Chapter 14 #2
Struan slipped his hands into his pockets so he wouldn’t fidget.
He couldn’t remember why he was still here, only that if he left now, he’d have to pass Rae at the door.
See her freckles up close, smell her sweet perfume, feel her warmth, which seemed to radiate from her skin like sunlight.
He’d already been torturing himself every night with those memories.
No amount of self-induced orgasms had driven her away; his own rough hands couldn’t mimic the sensation of her delicate ones, true pleasure hollow and just out of reach.

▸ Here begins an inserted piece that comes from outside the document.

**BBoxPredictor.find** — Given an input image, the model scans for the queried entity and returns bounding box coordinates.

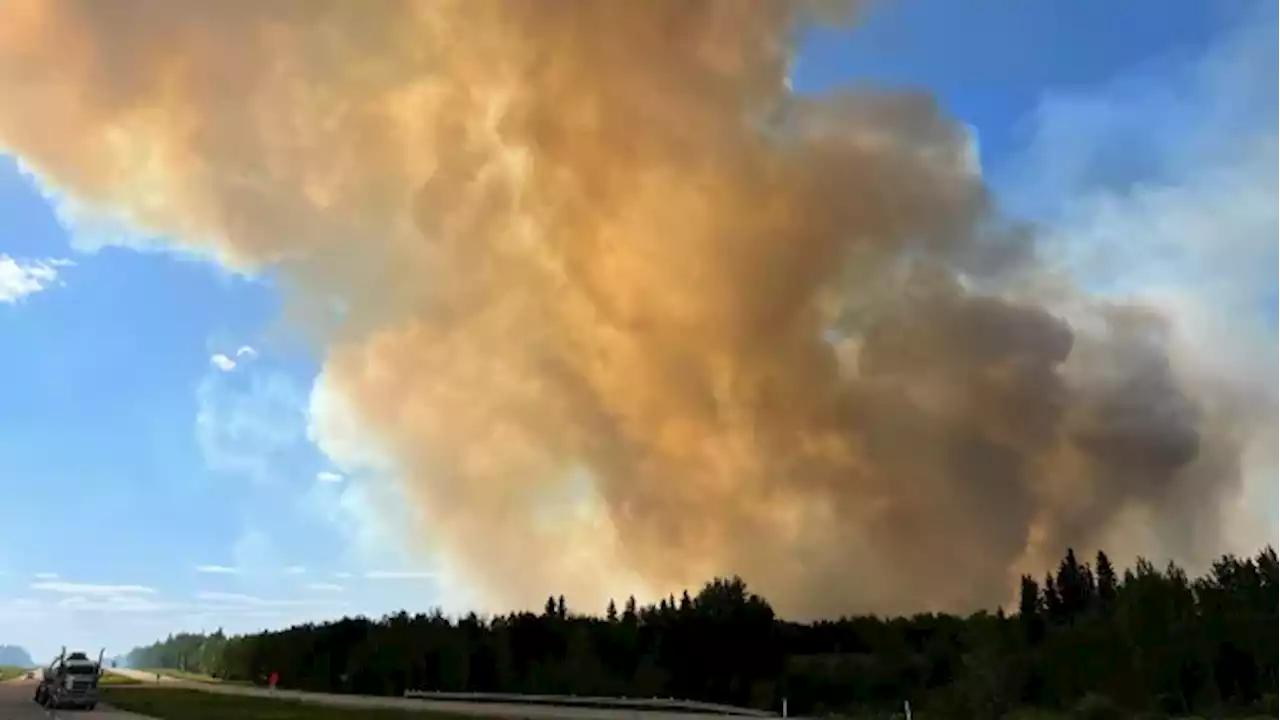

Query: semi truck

All he wanted was to bury himself in her until this desire was finally flushed from his system.
‘I saw your van outside,’ Rae was saying to Eiley, motioning her head to the green bus Eiley sometimes drove to sell in different locations.
Struan had mentioned enquiring over the weekend whether Eiley was interested in attending the Strawberry Fair, but the bookshop had been closed while Eiley enjoyed a getaway with her boyfriend, Warren, and three children.
‘I was just wondering if maybe you’d like to have a space reserved at the Sweetbriar Strawberry Fair at the end of August.’ She handed Eiley a flier. ‘Struan said you might be interested.’
Harper gasped, squinting to look at her more closely. ‘Wait! You’re Rae Docharty! Cam told me you were in town!’
‘Oh.’ Rae winced. ‘I sort of hoped the Cam thing wouldn’t come up, but never mind. I’ll leave you all to it.’
‘Wait!’ Harper repeated, hurdling over Dot’s legs to grab Rae’s arm. Rae raised a brow. Struan knew what it meant, having experienced a similar confusion upon meeting Harper. Why is this bubbly blond woman suddenly latching on to me? Am I about to be kidnapped and left in her basement?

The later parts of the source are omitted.